A reliable, fully local voice assistant built on Home Assistant. This repo collects the configs and prompts that back the setup. The full narrative — hardware choices, failure modes, and tradeoffs — lives in the Home Assistant community write-up:
My journey to a reliable and enjoyable locally-hosted voice assistant
Wake word -> STT -> LLM (tool calls) -> TTS
|
+-- Home Assistant (devices, intents)
+-- llm_intents (web search, places, weather, YouTube)
+-- Music Assistant
+-- Frigate (camera vision)
+-- Memory tool
Each stage is swappable. The LLM is the only piece that is meaningfully sensitive to hardware.
- Home Assistant Voice Preview Edition satellite
- Two Satellite1 small squircle enclosures
- Pixel 7a running View Assist as a hub-style satellite
- Beelink MiniPC with USB4
- USB4 eGPU enclosure
- GPU sized to the chosen LLM — a 24 GB card (RTX 3090 / RX 7900 XTX class) comfortably runs the 20B–30B MoE / ~9B dense models this setup targets.
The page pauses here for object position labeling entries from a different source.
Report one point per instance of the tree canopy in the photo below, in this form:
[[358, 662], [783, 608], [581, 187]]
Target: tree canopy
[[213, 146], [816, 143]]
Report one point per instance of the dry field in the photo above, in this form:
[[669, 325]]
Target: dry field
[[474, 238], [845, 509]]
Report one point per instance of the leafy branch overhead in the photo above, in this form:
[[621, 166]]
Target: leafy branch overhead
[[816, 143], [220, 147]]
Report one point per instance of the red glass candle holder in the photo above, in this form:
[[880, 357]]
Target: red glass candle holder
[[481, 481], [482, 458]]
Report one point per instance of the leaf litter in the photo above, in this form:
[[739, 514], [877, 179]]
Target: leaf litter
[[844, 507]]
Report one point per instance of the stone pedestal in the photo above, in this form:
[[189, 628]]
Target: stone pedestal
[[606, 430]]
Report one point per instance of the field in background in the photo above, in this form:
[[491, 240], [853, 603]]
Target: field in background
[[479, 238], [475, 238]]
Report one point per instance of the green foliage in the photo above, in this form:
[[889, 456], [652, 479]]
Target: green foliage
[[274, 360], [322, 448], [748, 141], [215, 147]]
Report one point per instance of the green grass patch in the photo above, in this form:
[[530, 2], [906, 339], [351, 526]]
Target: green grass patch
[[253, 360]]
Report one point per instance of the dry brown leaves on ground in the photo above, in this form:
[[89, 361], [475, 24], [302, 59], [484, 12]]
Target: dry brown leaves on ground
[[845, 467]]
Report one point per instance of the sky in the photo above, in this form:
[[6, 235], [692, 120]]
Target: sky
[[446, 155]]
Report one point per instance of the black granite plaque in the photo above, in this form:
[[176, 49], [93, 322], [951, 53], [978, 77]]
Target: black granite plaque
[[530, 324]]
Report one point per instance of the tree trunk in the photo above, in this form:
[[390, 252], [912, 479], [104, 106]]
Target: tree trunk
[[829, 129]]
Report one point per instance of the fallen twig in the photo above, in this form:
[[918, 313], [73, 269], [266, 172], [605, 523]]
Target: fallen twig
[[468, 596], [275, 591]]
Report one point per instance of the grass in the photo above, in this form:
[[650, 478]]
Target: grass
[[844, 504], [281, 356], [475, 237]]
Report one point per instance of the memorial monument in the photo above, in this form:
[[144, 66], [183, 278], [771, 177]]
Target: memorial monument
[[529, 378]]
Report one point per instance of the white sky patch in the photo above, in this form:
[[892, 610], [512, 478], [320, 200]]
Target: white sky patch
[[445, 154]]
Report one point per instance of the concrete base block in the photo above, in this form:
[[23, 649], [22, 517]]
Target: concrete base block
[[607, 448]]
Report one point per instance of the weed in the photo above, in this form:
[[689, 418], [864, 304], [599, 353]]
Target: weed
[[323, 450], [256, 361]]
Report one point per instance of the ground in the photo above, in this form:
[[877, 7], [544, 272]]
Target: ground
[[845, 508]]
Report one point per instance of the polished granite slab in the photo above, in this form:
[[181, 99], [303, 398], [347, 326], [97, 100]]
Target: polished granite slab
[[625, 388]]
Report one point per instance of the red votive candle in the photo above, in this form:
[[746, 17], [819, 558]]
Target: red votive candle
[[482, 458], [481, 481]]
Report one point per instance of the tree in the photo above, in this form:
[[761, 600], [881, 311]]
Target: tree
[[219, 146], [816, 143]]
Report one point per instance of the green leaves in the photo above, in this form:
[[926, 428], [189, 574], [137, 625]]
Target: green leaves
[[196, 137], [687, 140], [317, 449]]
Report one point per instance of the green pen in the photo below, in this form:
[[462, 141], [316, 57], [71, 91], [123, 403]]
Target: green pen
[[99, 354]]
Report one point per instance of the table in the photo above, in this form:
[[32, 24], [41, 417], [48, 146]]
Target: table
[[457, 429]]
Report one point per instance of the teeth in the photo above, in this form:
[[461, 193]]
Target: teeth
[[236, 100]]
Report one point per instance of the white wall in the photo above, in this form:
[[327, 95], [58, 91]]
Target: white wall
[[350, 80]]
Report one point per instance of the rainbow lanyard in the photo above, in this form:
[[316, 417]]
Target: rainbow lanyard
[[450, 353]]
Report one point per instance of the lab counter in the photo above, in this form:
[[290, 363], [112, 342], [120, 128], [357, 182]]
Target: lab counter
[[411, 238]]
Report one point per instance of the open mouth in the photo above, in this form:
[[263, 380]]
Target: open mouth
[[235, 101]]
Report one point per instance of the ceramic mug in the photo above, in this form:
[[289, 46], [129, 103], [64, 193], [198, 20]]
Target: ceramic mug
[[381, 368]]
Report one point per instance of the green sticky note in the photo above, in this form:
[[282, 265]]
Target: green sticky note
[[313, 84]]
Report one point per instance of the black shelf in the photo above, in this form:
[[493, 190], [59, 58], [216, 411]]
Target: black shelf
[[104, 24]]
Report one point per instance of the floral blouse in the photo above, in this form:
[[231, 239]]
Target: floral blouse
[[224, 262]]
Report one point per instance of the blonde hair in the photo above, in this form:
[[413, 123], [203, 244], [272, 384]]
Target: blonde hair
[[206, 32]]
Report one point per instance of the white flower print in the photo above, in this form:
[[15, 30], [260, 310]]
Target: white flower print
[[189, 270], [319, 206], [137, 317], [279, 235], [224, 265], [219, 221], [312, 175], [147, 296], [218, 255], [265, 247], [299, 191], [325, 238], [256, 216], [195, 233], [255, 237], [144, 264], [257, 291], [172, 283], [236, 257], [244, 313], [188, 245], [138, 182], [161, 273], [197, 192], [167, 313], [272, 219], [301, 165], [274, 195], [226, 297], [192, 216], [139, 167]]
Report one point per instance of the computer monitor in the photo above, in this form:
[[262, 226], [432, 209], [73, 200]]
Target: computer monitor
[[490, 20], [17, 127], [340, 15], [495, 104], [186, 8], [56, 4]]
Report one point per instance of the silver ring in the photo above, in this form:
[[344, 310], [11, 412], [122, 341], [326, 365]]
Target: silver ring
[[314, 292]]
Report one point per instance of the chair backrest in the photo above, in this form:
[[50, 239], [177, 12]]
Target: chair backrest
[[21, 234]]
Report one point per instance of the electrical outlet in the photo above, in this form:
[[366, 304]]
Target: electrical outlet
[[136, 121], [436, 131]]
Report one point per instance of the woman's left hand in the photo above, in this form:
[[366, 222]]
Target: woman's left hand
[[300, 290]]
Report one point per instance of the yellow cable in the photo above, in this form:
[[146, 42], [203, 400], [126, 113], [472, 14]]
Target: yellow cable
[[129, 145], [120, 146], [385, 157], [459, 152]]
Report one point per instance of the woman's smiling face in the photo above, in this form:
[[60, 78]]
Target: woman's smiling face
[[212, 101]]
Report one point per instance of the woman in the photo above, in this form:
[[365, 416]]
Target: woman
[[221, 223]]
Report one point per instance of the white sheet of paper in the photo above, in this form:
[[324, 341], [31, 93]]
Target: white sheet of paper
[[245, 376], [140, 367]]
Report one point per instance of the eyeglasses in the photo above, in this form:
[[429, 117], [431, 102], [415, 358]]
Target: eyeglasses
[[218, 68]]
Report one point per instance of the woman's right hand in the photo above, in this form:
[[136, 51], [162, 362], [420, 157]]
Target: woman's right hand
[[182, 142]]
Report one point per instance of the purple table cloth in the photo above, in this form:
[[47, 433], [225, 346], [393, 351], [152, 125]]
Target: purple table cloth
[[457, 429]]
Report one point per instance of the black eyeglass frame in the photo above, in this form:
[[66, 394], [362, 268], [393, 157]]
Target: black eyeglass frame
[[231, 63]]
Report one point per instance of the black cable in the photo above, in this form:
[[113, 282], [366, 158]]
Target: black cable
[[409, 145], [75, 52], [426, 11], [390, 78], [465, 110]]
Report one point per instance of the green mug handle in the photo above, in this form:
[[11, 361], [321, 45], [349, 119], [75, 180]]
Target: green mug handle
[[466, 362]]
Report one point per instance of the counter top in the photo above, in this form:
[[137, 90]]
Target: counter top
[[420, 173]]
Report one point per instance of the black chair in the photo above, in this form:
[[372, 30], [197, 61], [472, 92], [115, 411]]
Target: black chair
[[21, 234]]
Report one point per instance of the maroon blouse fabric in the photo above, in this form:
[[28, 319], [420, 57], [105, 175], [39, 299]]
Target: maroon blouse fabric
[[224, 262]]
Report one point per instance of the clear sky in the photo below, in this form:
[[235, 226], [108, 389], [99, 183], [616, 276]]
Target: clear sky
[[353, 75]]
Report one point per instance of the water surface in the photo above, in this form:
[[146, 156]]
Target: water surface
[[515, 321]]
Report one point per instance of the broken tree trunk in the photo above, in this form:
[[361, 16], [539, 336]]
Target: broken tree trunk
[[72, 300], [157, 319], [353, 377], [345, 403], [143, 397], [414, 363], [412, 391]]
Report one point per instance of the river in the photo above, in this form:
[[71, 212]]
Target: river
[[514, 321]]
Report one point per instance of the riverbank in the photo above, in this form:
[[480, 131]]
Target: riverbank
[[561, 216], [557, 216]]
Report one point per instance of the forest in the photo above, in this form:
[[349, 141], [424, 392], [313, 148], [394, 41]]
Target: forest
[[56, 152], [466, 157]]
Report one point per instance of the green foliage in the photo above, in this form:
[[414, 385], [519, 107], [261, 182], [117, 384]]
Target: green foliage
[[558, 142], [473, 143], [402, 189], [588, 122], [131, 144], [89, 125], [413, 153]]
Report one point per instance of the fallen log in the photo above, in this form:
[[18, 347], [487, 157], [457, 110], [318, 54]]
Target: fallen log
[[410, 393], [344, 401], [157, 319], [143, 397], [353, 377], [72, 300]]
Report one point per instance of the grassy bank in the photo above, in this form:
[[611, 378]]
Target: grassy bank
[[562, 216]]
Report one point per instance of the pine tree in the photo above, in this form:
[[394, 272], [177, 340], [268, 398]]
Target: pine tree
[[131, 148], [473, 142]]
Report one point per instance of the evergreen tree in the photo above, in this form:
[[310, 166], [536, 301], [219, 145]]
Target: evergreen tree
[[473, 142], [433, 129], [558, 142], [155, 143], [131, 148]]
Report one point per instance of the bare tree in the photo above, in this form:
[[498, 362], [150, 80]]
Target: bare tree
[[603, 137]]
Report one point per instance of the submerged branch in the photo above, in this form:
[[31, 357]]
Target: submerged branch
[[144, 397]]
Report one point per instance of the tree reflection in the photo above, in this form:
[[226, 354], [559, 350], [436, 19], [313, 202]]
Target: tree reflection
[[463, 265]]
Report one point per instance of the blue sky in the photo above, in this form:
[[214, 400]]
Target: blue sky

Smaller cards work with smaller models at the cost of response time.
- Custom "Hey Robot" model trained with the microWakeWord trainer AppleSilicon | Nvidia GPU or General CPU (slower)
- Gemma4 E4B running in llama.cpp
- llama.cpp (chosen over Ollama for the tuning it exposes — see configs/)
- Gemma4 26B A4B (MoE), Q4_K_XL quant from Unsloth — chat and tool calling
- Gemma4 E4B Q4_K_XL — speech-to-text
- Kokoro TTS — handles currency, phone numbers, and addresses well, and supports voice mixing
Several of these are third-party HACS integrations, not part of a stock Home Assistant install. llm_intents in particular is load-bearing: it's what lets the custom prompts/llm-context-prompt.jinja override the default Assist context, and it's how unused built-in tools are hidden from the model.
- LLM Conversation for running OpenAI compatible LLM backends with optimizations for HomeAssistant
- llm_intents — web search, places, weather forecast; also overrides the default Assist context template and controls which tools are exposed to the model
- configs/ — llama.cpp server config for the LLM and embedding model. See configs/README.md.
- prompts/ — the system prompts that shape behavior: identity and response rules, the Home Assistant context template, and the STT transcription prompt. See prompts/README.md.
- Home Assistant's built-in
HassGetWeatherintent returns garbage when no weather entity is exposed. Override it with an automation that routes weather questions to thellm_intentsweather tool. - Ollama's defaults make it easier to get started but in doing so make a lot of decisions that add latency and reduce efficiency. Prefer llama.cpp with an explicit, higher-quality quant.
- Too many exposed entities will blow the context window and tank tool-calling accuracy. Group devices in Home Assistant and expose the groups. The reference setup exposes fewer entities.